Maud chose that moment to creep down the stairs. She appeared in the doorway of the kitchen, her face flushed from her recent exertions. She began to cough, a rough hacking cough that shook her whole body. Bethan couldn’t be sure whether the outburst was real or skilful acting.

‘Maud, what are you thinking of? You’ve only got a thin nightdress on and you’ve no shoes on your feet.’ Bethan went to her and put her arm around her shoulders. ‘Come on, back up to bed.’

‘There are men in our bedroom.’ Maud began to cry weakly.
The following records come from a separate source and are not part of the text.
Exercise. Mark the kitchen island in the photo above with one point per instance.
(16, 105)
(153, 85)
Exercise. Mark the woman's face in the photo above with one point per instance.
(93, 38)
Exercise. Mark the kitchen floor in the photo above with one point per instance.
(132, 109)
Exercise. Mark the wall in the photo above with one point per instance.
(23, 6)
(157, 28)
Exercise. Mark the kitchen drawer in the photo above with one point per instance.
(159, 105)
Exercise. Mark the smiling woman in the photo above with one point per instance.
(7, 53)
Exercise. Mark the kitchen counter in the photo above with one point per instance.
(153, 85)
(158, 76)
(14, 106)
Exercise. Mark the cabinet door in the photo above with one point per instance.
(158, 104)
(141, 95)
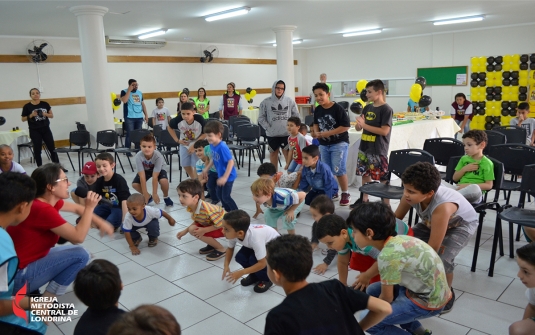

‘I’ll come with you.’ Glad of an excuse to leave the kitchen Bethan steered her gently up the stairs.

‘Hadn’t you better examine your patient, Dr John?’ the sergeant asked.

‘He already has,’ Bethan answered for Andrew from the stairs. ‘Thank you very much for coming, Dr John, especially after a night of emergencies. It was very good of you. I’ll see that she gets plenty of rest, and I’ll get the prescription made up in the hospital pharmacy tomorrow.’

‘Don’t forget to do that. And it was no trouble to come here, Nurse Powell. Now if you’ll excuse me, Sergeant, I have other calls to make.’

‘Just a minute, sir, if you don’t mind. I won’t keep you much longer. You,’ he pointed to one of the two constables standing in the room, ‘search the front room.’

‘That’s my lodgers’ room,’ Megan protested.

‘This warrant covers the whole house.’

‘There’s nothing there.’

‘Nothing, Mrs Powell?’ The sergeant lifted his eyebrows. ‘What kind of nothing?’

‘The same kind of nothing that’s in this whole house,’ she snapped angrily.

‘Then you won’t mind if we take a look.’

‘It’s all right, Mrs Powell,’ Charlie walked to the door. ‘I’ll go with him.’

‘Same thing,’ the sergeant said briskly to the constable. ‘Leave nothing unopened, no piece of furniture unmoved.’

‘And you,’ the sergeant turned to the one remaining constable, ‘you start here beginning with that dresser.’

The policeman went to the dresser and pulled out the drawers. He tipped them upside down on the floor, checking the backs before rummaging through the contents.

‘There’s a book here, Sarge.’ He held up Megan’s exercise book.

Megan gripped the wooden spoon so hard her knuckles turned white as the sergeant flicked through the pages.

‘Lot of transactions in here, Mrs Powell. Lot of money changing hands. Business good?’ The sergeant raised his eyes slowly and stared at Megan.

‘I can’t grumble. I’m an agent for Leslie’s stores.’

‘Some of your customers have been seen in model frocks. The kind of clothes you can’t buy in Leslie’s.’

‘My aunt sells clothes that the local dressmakers make up on spec,’ Bethan said defensively as she returned from upstairs.

‘That so?’ The sergeant closed the book and laid it on the table in front of him. ‘Now that’s not what I heard. But then I hear a lot of funny things. Know what the “fortiesˮ are, Nurse?’

‘I’ve no idea,’ Bethan said coldly.

‘You surprise me. Never heard of Ali Baba and his forty thieves? I thought every kiddy had either read the book or seen the pantomime. And then again,’ he paused for a moment as he opened a box that the constable had lifted out of the dresser. It was Megan’s cosmetics box. Crammed full of lipsticks, perfumes and powder. ‘You have your very own “forties” here on the Graig. Thieves one and all, and we’re well on our way to rounding them up. It’s just Ali Baba’s cave of goodies that we’re looking for.’ He picked up a handful of lipsticks and allowed them to run through his fingers back into the box.